Each one is a symbol. Symbol of art, science, politics.
In any case, the works in the exhibition make series, and very tight series. As if to say that, despite the enormous differences that separate one character from another, there is a common root for those exemplary lives and that root is the art itself that brings order, harmony, balance in what may seem to be the maximum of disorder and chaos of life itself in all its articulations.
And so, these plates constitute a sort of encyclopaedia of secular knowledge and each of us can and must measure ourselves against the images, very abstract and mysterious at least at first glance, which speak to us instead of famous personalities, almost as if to uncover this strange DNA of return that is represented, precisely, in the fervid and pulsating images elaborated by Micaela.
Claudio Strinati
On April 11th, Galleria Fidia opens the exhibition Eleven Lives by Micaela Legnaioli; eleven material works that trace the lives of eleven excellent women.
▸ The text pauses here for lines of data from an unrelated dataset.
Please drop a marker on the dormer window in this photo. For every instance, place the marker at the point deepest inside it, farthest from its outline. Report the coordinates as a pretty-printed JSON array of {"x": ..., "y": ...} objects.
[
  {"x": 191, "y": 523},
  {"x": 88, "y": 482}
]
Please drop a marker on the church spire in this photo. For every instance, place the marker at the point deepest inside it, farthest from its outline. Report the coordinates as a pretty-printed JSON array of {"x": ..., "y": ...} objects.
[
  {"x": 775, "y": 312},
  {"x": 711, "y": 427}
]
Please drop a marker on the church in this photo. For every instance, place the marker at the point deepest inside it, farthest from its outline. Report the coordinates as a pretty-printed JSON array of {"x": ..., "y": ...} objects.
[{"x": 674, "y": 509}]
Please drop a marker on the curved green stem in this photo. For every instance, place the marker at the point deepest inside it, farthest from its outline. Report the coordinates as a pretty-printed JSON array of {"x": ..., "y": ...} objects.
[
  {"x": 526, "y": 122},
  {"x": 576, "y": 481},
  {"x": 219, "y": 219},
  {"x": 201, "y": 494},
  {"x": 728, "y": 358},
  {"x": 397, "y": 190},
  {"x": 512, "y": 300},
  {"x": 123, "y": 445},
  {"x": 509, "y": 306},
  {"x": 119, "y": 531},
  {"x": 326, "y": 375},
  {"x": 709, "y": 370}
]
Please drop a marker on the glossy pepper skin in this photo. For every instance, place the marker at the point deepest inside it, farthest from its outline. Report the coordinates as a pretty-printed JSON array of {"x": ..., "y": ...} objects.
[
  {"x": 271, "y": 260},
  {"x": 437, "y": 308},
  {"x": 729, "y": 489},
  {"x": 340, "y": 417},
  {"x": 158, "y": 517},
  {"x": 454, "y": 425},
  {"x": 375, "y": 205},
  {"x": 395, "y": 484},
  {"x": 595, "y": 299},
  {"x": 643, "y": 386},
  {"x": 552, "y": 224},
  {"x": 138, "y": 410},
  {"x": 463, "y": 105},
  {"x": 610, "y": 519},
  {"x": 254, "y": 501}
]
The gallery confirms its path of contemporary artistic research, combining it with its historical vocation of presenting established artists.
The exhibition presents the artist’s new series on metal, in which zinc plates sculpted and oxidized with the use of acids are dedicated to the experiences of eleven women, united not only by the role of crucial importance played in the history of the West, but also by the initial of their name, the letter M.
The works, whose two-dimensionality is a deviation from the artist’s path marked by realizations of sculptural value, recall the phenomenon of the formation of rocks. The irregular drawing generated by the sedimentation of rocky layers, the result of the mutations of matter caused by natural events, are transferred to the metal in the form of engraved furrows: visible traces of the positive and negative events, public and private, experienced by the eleven protagonists.
In the text presenting the exhibition, Claudio Strinati writes: “This stratification, which can be perceived by direct observation of the works, takes on an emblematic aspect in the eleven figures, like a sort of reverse DNA. And that natural datum becomes, in the image of Legnaioli, pure abstraction of waves of energy that shape the space in a manner consistent with that which characterized the lives of the great women chosen. […]”.
The traced signs faithfully follow the existence of these women, and their depth varies according to the impact that events and experiences have had in individual life paths. The artist thus proposes real maps of individual parables, determined by will, chance and the environment. The visual impact and meaning of the works, despite their unquestionable expressive force, are not revealed to the observer until after a thorough investigation, and through a more conscious reading we arrive, therefore, at the clear deciphering of an otherwise impenetrable abstraction.
The fascination of these works is exalted by the brightness of the metal support and by the chromatic variation, in intimate dialogue with the experience of the single characters. Micaela Legnaioli proposes a new visual rewriting of the biography of female icons belonging to different historical contexts and eras. The eleven women chosen have struggled to emerge and to make a contribution to history, albeit with controversial results: loved, hated or forgotten have all left an indelible mark of their passage.